Credit to MSME industries grew by nearly 20 per cent in FY21 and over 35 per cent in FY22 after a negative growth of around 2 per cent in FY20, down from around 3 per cent in FY19, indicating Covid impact. In contrast, credit growth to large industries stood at around minus 5 per cent in FY21 and turned positive to around 3 per cent in FY22, according to the report.
Also read: Accelerating credit flow to MSMEs essential to $5 trillion economy dream by 2025: KPMG report
Credit Growth: MSME Industries vs Large Industries
Under the ECLGS scheme, banks have already supported over 1 crore MSMEs. As of November 30, 2022, 1.19 crore loans involving 71 per cent or Rs 3.58 lakh crore of the Rs 5 lakh crore ECLGS limit were sanctioned while 57 per cent or Rs 2.85 lakh crore loans were. Out of the total sanctioned amount, 66 per cent were extended to MSME borrowers while 95.17 per cent of loans sanctioned also belonged to MSMEs. The data was shared by the Minister of State in the finance ministry Bhagwat Karad in the Lok Sabha in the recently concluded winter session of the Parliament.
Also read: MSME credit demand up 1.6x from pre-pandemic levels: Report
With respect to the GNPAs also for MSME industries, the ratio dropped from around 13 per cent pre-Covid in FY20 to nearly 10 per cent in FY21 and around 7 per cent in FY22 in comparison to large industries’ relatively higher GNPA ratio which nonetheless also dropped from around 14 per cent in FY20 to around 9 per cent in FY22.
GNPA ratio is essentially the ratio of the total gross NPAs of the total advances made by a lender in a particular period.

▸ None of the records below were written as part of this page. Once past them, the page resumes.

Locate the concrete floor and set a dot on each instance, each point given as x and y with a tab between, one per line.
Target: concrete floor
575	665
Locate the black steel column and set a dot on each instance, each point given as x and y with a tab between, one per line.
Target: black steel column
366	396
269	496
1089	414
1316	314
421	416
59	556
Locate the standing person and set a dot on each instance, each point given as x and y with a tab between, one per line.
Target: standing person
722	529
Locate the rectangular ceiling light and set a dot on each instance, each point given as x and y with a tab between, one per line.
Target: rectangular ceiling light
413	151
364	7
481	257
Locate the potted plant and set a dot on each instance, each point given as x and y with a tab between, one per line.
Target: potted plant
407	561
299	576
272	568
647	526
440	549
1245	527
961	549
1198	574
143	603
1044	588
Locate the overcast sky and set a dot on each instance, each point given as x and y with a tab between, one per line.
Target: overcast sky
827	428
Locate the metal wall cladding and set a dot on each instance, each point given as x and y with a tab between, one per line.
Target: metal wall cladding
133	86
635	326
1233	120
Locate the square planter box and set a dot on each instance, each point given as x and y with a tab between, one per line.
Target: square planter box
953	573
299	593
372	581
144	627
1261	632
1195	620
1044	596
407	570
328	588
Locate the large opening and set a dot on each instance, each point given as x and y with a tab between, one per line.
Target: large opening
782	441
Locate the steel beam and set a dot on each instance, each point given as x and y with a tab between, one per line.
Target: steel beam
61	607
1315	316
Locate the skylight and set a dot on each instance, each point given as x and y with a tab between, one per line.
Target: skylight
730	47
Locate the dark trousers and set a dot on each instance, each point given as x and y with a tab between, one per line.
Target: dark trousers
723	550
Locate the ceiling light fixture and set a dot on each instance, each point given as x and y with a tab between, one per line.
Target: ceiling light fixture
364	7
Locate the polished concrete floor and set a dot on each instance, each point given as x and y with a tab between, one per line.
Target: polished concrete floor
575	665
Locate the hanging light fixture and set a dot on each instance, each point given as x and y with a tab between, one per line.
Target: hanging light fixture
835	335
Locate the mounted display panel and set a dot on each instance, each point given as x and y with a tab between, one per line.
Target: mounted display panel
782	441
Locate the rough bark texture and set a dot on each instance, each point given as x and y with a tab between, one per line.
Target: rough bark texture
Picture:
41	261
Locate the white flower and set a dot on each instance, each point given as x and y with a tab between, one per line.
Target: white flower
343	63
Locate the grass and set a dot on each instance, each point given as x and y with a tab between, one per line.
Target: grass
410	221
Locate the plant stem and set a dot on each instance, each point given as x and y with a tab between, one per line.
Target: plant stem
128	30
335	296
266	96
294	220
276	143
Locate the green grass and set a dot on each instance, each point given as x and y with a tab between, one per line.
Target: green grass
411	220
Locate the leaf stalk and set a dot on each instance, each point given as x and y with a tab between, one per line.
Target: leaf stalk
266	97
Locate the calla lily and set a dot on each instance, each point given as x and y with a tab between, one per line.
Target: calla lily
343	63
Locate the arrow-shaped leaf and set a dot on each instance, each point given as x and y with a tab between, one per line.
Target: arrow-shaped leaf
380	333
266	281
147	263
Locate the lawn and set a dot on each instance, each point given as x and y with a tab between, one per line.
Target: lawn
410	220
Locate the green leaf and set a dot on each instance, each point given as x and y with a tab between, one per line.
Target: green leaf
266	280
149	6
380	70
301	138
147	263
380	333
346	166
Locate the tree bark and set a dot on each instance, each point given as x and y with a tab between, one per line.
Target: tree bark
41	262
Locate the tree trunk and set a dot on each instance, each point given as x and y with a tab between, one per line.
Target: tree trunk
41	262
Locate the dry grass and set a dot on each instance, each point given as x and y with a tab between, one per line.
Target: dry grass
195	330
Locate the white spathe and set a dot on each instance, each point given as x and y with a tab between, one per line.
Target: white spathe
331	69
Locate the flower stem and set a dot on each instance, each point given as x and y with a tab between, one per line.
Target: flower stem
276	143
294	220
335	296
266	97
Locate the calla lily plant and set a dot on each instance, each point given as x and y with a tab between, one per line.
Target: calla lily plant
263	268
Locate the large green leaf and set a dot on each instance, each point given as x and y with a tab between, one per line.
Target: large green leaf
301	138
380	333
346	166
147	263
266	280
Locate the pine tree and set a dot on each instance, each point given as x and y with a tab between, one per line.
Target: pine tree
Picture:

Gross NPAs indicate the total value or amount of gross non-performing assets for the lender while net NPAs refer to subtracting provisions made by the lender in that period from GNPAs. A declining GNPA ratio means the lender’s asset quality is improving while provisions are a part of the lender’s profit or income that it sets aside for loans that may turn into losses ahead.